'Millions of Brits face the choice of living in a cold home, going without food and other essentials, not paying bills, and getting even deeper into debt. There is a strong prospect of riots and social disorder.'
Prem Sikka is an Emeritus Professor of Accounting at the University of Essex and the University of Sheffield, a Labour member of the House of Lords, and Contributing Editor at Left Foot Forward.
The cost-of-living-crisis has become an existential threat to a large part of the UK population. The annual rate of inflation, as measured by the Retail Price Index, has risen to 11.8% and is expected to climb and further deplete people’s purchasing power.
People’s capacity to manage the economic crisis is depleted by shrinking incomes. During 1970 to 2007, real wages grew by 33%, but fell to below zero in the 2010s. The government is now offering a pay rise of 4%-5% to public sector workers, which is likely to become a benchmark for many private sector workers. This is effectively another pay cut in real terms. The government plans suggest that real wages in the UK are forecast to shrink by 6.2%, or average of £1,750, over the next two years. Meanwhile, the rich with pay packets above £170,000 secured an 11% pay rise.
Corporate profiteering is responsible for nearly 60% of the current rise in inflation. Oil, gas and energy companies have been declaring record profits and dividends. In winter this year, the average annual domestic energy bill is expected to increase to nearly £3,363, nearly three times the cost of a year ago. The government has given some help to households but none to schools, hospitals or businesses. The majority of households will receive a grant of £550, leaving them to find the rest. In essence, the grant will be handed straight-back to energy companies. This fails to check profiteering and the rate of inflation.
The Joseph Rowntree Foundation estimates that low income families will hand over 26% of their income after housing costs in 2023/24 to pay for gas and electricity compared to just 12% two years previously. A single, childless, working-age person on a low income can expect to pay 67% of their income to meet energy costs. Working-age lone-parent low-income families will lose almost a third (35%) of their income to energy bills.
Millions lack saving buffers to manage the crisis. Some 1.3 million families had no savings even before the pandemic. Nearly half of all families had savings worth less than a month’s income. Some 8.2 million UK households, one-in-three, are expected to be in fuel poverty.
Millions of Brits face the choice of living in a cold home, going without food and other essentials, not paying bills, and getting even deeper into debt. There is a strong prospect of riots and social disorder.
The Tory government is not the one for listening but it needs to change its policies to avert a deeper crisis. At the very least, it needs to do the following.
1.Immediately increase the state pension, benefits and wages in line with inflation to give people some breathing space.
2. Cap energy price rises. Earlier this year, France capped gas and electricity prices at 4%, whilst they increased by 54% in the UK and filled the coffers of energy companies. Capping reduces the rate of inflation and prevents high energy cost from feeding into consumer prices for food, and essentials
3. Bring energy companies into public ownership. France is fully nationalising EDF to increase the government’s policy options.

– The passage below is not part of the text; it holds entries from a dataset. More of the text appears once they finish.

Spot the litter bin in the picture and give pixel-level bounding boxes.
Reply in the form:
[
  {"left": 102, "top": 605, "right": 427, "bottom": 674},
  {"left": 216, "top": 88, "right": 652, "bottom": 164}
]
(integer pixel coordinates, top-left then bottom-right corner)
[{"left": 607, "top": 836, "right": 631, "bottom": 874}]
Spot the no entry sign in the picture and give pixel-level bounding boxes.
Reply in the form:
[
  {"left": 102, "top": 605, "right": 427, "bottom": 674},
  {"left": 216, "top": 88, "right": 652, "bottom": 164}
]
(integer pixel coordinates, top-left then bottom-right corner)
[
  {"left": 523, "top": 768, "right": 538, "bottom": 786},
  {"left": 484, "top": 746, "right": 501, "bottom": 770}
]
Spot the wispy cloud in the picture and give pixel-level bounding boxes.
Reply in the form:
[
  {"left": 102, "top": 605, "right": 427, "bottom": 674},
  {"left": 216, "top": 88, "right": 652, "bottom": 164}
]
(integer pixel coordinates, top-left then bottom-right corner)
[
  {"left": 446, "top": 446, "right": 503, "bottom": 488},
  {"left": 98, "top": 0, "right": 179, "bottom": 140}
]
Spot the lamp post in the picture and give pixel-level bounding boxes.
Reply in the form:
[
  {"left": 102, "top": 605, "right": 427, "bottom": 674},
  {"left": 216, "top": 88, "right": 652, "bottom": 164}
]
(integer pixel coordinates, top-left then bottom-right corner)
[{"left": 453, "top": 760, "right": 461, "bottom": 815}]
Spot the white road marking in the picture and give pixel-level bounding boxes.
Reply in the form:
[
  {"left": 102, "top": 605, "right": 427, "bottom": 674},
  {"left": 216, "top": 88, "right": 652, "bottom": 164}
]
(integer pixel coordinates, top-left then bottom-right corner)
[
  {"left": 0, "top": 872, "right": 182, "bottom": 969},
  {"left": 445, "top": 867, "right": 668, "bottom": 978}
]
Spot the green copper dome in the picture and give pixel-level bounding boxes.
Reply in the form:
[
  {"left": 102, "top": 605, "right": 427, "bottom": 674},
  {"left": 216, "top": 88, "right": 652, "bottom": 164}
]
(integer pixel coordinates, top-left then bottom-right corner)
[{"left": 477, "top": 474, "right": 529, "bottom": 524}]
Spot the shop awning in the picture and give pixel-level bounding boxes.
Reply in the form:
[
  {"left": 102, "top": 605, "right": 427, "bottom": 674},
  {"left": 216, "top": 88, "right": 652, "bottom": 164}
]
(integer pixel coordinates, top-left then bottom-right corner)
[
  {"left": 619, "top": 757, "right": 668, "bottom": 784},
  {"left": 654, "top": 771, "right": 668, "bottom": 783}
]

Any mention of public ownership sends neoliberals into cold shivers and raises the question about how this will be financed. Governments which have handed £895bn of quantitative easing to speculators can also use the same process to bring the energy sector into public ownership. If that is considered to be inflationary, then the appropriate amount of cash can be removed from circulation via taxes on those with the broadest shoulders.
Those not convinced by this argument need to be reminded that public ownership results in acquisition of assets. These assets can be used to borrow money or sell bonds to finance the acquisition. This is essentially the business model of private equity and can be used for public ownership.
4. Reduce demand for energy by encouraging people to use public transport at affordable prices. Since 2020, residents of Luxembourg have been able to ride trains and buses throughout the country without buying tickets. In Spain, travel across commuter routes on certain parts of the state-owned rail network will be free from 1 September until the end of the year. In June, Germany launched a €9 unlimited monthly travel pass giving people unlimited travel on public transport throughout the country.
Such policies, funded out of taxation, reduce demand for energy; reduce traffic congestion and pollution, improve social mobility; control inflation and help with the cost of living crisis. They are only possible because the transport system is in public ownership.
The same should be possible in the UK. In 2020-21, the government handed £16.9bn subsidy to railway operators, but this has not prevented high fares as large parts have vanished into dividends and executive pay and duplication of administrative costs across more than 100 companies involved in running the railway system. A publicly owned transport system, gives governments more policy options and people a respite from soaring costs.
5) Make efficient use of energy. Government needs to give poorer households grants to insulate homes.